There are a lot of tutorials around monads and monad topics using Haskell because... Haskell is one of the few languages which uses monads in a principled and explicit way.
Haskell introduced monads as a way of solving certain problems Haskell had. So if you want to use Haskell effectively, you have to learn about monads. Monads are useful in Haskell.
But that doesn't mean they are as useful in every language. So other languages don't NEED tutorials on monads as much as Haskell does. This isn't because those other languages are worse (less "principled" or "explicit") than Haskell. It's because they aren't structured to make it important to have tutorials on monads. Instead you worry about whatever the specific issues are for those other languages.
Expanding on the other replies, monads are not useful in most languages because most languages are not powerful enough to use them. The syntax is too heavy, because you need lots of function closures. The type system is too weak, because using monadic values without higher-kinded types is much more difficult and less useful.
The fact that everybody tries to import monadic values into their languages is evidence that they would indeed be useful; the fact that such libraries are always useless in practice and incapable of even transliterating the Haskell, and often fail to even implement the full feature set of monadic values in Haskell even if you're willing to type reams of code, is why you don't use them in other languages.
You don't ignore monads in non-Haskell languages because the other languages are too powerful to need them, hurr hurr Haskell is teh weaks... you ignore monads in other languages because those languages are too weak to usefully implement them. If they could, you'd see them, and I am very, very confident over the next 10 years you're going to see more and more languages coming out that really have and really use monadic values, because they will be strong enough to do so, and once you have that, the value proposition is just too good to ignore. They are too darned useful to ignore.
> The fact that everybody tries to import monadic values into their languages is evidence that they would indeed be useful...

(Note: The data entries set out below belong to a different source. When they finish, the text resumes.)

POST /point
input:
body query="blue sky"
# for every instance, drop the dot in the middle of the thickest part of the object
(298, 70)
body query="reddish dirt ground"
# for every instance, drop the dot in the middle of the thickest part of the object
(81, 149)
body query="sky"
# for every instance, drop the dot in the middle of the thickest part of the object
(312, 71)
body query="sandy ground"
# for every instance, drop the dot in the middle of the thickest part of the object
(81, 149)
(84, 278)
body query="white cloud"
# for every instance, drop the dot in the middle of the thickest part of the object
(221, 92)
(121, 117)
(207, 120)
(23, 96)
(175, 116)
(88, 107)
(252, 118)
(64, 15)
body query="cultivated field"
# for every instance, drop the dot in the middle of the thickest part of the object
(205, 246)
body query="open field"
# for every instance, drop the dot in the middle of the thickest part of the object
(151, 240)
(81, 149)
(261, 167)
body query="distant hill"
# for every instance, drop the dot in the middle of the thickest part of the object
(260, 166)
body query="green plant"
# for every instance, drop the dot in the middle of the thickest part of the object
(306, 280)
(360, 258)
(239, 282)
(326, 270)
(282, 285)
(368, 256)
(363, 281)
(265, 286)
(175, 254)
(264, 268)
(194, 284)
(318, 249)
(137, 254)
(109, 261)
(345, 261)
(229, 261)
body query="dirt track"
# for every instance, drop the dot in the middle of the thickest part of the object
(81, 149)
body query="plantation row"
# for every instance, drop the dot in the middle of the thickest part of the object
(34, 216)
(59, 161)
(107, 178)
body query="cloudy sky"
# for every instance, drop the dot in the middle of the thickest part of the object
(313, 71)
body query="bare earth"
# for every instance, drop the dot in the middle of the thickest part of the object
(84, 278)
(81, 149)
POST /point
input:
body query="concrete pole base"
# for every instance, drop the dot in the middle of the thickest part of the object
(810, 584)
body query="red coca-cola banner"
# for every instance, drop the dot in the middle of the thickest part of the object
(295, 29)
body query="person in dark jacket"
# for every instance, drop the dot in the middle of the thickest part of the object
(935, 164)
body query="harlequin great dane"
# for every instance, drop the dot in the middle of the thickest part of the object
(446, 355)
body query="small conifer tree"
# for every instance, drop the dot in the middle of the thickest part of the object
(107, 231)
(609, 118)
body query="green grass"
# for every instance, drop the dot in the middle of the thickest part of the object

Could you give a bit more detail here? From where I sit, I certainly don't see people trying to import monadic values into the languages I use, and I don't see much evidence that they'd be useful. (I've been trying to get my mind around monads and when and how to use them, and one of the problems I have in learning them is that, as far as I can tell, they don't look like the solution to any problem I've ever actually had.)
"From where I sit, I certainly don't see people trying to import monadic values into the languages I use, and I don't see much evidence that they'd be useful."
By importing them, I mean by writing articles like this, which invariably produces code with such an overhead to use it that nobody ever would.
They don't appear to solve any problems partially because you're already "in" a monad; program execution flow is already a monadic value itself. They partially don't appear to solve any problems because you can't really "think" in them, because, as I mentioned, most languages are simply too weak to make them convenient enough to use. And they partially don't appear to solve any problem because the samples used by all the "tutorials" are all pretty trivial; it's sort of like dismissing Object Orientation because obviously it's only useful for modeling relationships between shapes, animals, and cars or something, since that's all anybody ever talks about.
The reason you don't discern the presence of any problem is that you happily purr along as an effective 'human compiler' in a language with a [relatively] lower level of abstraction. You cannot detect that you're actually doing compilation from higher-level constructs because those higher-level concepts have not been formed in your mind (and you haven't been exposed to languages which capture those concepts more precisely/succinctly). It's quite likely, in fact, that your [manual] compilation process is not consistent or repeatable and you end up with a lower fidelity translation (i.e., with lots of noise interspersed) than a truly mechanistic compiler would.
I probably should have said this in my previous comment (the GP), but I mainly work in embedded systems. I need to be able to reason about the low-level behavior of the system more than I need better high-level abstractions.
And getting to write large amounts of my system inside monads (because of lots of mutable state)... that doesn't look like a solution to me. It looks more like a problem.
Are there high-level abstractions that would simplify my view of this? Probably. Would getting those abstractions to behave as needed on the low level be a net win, or a net loss? My money is on the "net loss" side.
That's a bet I would take any day and I think you probably don't need the low level access you think you do. It's largely due to historical architectural decisions that people think so.
Atom is a Haskell DSL for designing hard real-time embedded software. At Eaton, we use it for automotive control systems. Based on guarded atomic actions, and similar to software transactional memory, Atom enables highly concurrent programming without the need for mutex locking. In addition, Atom performs compile-time task scheduling and generates code with deterministic execution time and constant memory use, simplifying the process of timing verification and memory consumption in hard realtime applications. Without mutex locking and run-time task scheduling, Atom can eliminate the need and overhead of RTOSs for many embedded applications.
"""
Yeah yeah, they are all strong independent languages that don't need no monads. What do I care.
EDIT: you don't strictly need something like monad transformers, though. In general, monads are just another type class. A special one since IO is implemented with them, but other than that, they are not essential.